Ara vermem iyi oldu. Metni yeniden düşünme, kurguyu baştan ele alma fırsatı edindim. En önemlisi de yazmak, yazarlık, edebî yaratım konularında yoğun bir okuma sürecine girdim. Sabırsızlık etmeyip yazdıklarımızı bir süre demlenmeye bırakmanın yararlı olduğunu düşünüyorum.

Peki bu romanın başlangıcı? Ne götürdü sizi bu romanı yazmaya?

Yaşadığım iki olaydan etkilendim sanırım. Bunlar romanda da yer alıyor zaten. Biri, metro çıkışında rastladığım, “Benim romanım, ben yazdım, yazarından roman!” diye bağırarak elindeki kitapları satmaya çalışan bir delikanlıydı. İkincisi de bir sahil kasabasındaki edebiyat günlerinde tanıştığım yerel bir edebiyat çevresiydi. Edebiyatı, yazarlığı, yazma edimini öyle bir ciddiye alıyorlardı ki, çok etkilendim. Aralarında iyi şairler, yazarlar vardı ama yerelin sınırlarını aşamıyorlardı. Buna rağmen tutkuyla yazıyor, yazmaktan vazgeçmiyorlardı. Yazmanın kimileri için kitap yayınlamak, ünlü olmak değil hayatına anlam kazandırmak olduğunu düşündüm.

‘KURGU, ROMANIN BELKEMİĞİDİR’

Roman içinde taslak da olsa bir roman ve günlükler var. Çok anlatıcılı, çok karakterli bir metin bu. Kurgu ve dilin işleyişini planladınız mı?

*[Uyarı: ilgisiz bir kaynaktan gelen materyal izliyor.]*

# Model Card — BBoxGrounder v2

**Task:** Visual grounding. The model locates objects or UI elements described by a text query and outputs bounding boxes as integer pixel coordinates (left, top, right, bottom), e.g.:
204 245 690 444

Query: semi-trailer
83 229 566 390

Çok anlatıcı, çok karakter, roman içinde roman, günlükler, notlar, ve gerçek bir mekân: Marmara Adası… Sağlam bir kurgu yakalayamasaydım hepsi elimde patlar, dağınık bir metin çıkardı ortaya. Kurgu romanın belkemiğidir, sağlam değilse metin ayakta duramaz. Bu yüzden kurgu ile epeyce uğraştım. Dile gelince; her biri çok farklı kimlik ve kişilikten çeşitli anlatıcılar olunca dil daha da önem kazanıyor, çeşitlendirmek, karakterle örtüşmesini sağlamak gerekiyor. Bewran’ın diliyle Yazar’ın dili, Sadu’nun diliyle Adalıların dili, anlatımı, duygusu aynı olmamalıydı. Buna çalıştım. Ne kadar başardım bilmiyorum.

Yazar’ın yani sizin yazar bir karakter yaratıp yıllarca onu yazması üzerine düşündüm, sizi de dinlemek isterim. Bir yazarı, üstelik romanın kahramanı Yazar’ı yazmak halini nasıl yaşadınız?

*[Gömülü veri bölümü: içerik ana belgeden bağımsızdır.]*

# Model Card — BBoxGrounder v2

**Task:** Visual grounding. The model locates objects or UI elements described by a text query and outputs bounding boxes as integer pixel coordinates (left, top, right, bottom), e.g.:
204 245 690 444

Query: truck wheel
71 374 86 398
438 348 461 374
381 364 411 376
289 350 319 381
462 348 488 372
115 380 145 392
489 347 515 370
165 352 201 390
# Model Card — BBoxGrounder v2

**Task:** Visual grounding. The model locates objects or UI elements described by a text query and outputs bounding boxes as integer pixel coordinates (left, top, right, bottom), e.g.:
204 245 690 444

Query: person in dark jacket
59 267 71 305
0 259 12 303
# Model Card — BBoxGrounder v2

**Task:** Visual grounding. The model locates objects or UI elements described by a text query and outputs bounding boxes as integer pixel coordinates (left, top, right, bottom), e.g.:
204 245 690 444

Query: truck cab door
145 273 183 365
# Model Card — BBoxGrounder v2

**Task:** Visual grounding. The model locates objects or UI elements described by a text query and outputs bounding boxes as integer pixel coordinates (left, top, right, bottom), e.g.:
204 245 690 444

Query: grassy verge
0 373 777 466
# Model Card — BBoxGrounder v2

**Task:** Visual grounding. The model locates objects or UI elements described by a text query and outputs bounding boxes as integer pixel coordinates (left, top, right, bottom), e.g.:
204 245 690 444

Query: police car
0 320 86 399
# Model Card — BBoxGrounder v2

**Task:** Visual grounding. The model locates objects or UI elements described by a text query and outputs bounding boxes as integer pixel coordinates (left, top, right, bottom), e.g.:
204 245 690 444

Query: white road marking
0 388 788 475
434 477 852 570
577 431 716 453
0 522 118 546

Bu konuda pek zorlanmadım. Yerli yabancı pek çok yazar tanıyorum; şahsen veya yazdıklarıyla. Kendimi de biliyorum. Romandaki Yazar; tanıdığım, ruh dünyalarını, sıkıntılarını, hırslarını, zaaflarını, edebiyata yaklaşımlarını iyi bildiğim çok sayıda yazardan esinlenerek yarattığım bir kahraman. Bu arada kendimi de sorguladım, kendimle de hesaplaştım. Yazdıklarımı yeniden değerlendirdim, kiminden memnun kaldım, kimisinin daha iyi olabileceğini düşündüm.